I found myself at dinner the other day next to an old friend, whom I see but seldom; a quiet, laborious, able man, with the charm of perfect modesty and candour, who, moreover, writes a very beautiful and lucid style. I said to him that I conceived it to be my mission, whenever I met him, to enquire what he was writing, and to beg him to write more. He said smilingly that he was very much occupied in his work, which is teaching, and found little time to write; “besides,” he said, “I think that one writes too much.” He went on to say that though he loved writing well enough when he was in the mood for it, yet that the labour of shaping sentences, and lifting them to their places, was very severe.

I felt myself a little rebuked by this, for I will here confess that writing is the one pleasure and preoccupation of my own life, though I do not publish a half of what I write. It set me wondering whether I did indeed write too much; and so I said to him: “You mean, I suppose, that one gets into the habit of serving up the same ideas over and over again, with a different sauce, perhaps; but still the same ideas?” “Yes,” he said, “that is what I mean. When I have written anything that I care about, I feel that I must wait a long time before the cistern fills again.”

We went on to talk of other things; but I have since been reflecting whether there is truth in what my friend said. If his view is true of writing, then it is surely the only art that is so hampered. We should never think that an artist worked too much; we might feel that he did not perhaps finish his big pictures sufficiently; but if he did not spare labour in finishing his pictures, we should never find fault with him for doing, say, as Turner did, and making endless studies and sketches, day after day, of all that struck him as being beautiful. We should feel indeed that some of these unconsidered and rapid sketches had a charm and a grace that the more elaborate pictures might miss; and in any case we should feel that the more that he worked, the firmer and easier would become his sweep of hand, the more deft his power of indicating a large effect by an economy of resource. The musician, too: no one would think of finding fault with him for working every day at his art; and it is the same with all craftsmen; the more they worked, the surer would their touch be.

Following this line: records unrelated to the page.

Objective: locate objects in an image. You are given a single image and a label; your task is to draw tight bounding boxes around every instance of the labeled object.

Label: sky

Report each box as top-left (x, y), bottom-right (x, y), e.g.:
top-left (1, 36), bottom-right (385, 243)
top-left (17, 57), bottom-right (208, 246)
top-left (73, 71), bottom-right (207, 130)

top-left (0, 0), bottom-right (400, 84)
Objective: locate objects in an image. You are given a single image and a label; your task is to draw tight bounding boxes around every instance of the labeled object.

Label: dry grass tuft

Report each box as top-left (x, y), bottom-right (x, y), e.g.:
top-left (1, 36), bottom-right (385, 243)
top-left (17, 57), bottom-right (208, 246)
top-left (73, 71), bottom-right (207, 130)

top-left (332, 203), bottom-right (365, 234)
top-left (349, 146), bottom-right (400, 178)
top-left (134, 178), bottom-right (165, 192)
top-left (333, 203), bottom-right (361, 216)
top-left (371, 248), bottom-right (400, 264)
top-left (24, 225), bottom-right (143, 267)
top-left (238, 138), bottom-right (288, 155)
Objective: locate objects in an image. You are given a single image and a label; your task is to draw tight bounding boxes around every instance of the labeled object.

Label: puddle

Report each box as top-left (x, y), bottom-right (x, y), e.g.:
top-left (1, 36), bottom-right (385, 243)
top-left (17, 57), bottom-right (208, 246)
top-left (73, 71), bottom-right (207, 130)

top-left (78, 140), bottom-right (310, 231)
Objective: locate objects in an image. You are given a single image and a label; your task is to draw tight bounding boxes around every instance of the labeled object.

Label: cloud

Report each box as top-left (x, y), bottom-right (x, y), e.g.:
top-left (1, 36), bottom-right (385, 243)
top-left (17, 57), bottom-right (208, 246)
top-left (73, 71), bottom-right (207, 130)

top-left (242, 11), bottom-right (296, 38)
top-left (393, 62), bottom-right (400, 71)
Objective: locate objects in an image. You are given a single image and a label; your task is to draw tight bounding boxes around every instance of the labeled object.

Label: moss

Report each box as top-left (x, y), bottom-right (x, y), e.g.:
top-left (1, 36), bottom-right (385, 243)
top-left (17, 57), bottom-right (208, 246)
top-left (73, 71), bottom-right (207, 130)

Now I am inclined to believe that what makes writing good is not so much the pains taken with a particular piece of work, the retouching, the corrections, the dear delays. Still more fruitful than this labour is the labour spent on work that is never used, that never sees the light. Writing is to me the simplest and best pleasure in the world; the mere shaping of an idea in words is the occupation of all others I most love; indeed, to speak frankly, I plan and arrange all my days that I may secure a space for writing, not from a sense of duty, but merely from a sense of delight. The whole world teems with subjects and thoughts, sights of beauty and images of joy and sorrow, that I desire to put into words; and to forbid myself to write would be to exercise the strongest self-denial of which I am capable. Of course I do not mean that I can always please myself. I have piles of manuscripts laid aside which fail either in conception or expression, or in both. But there are a dozen books I would like to write if I had the time.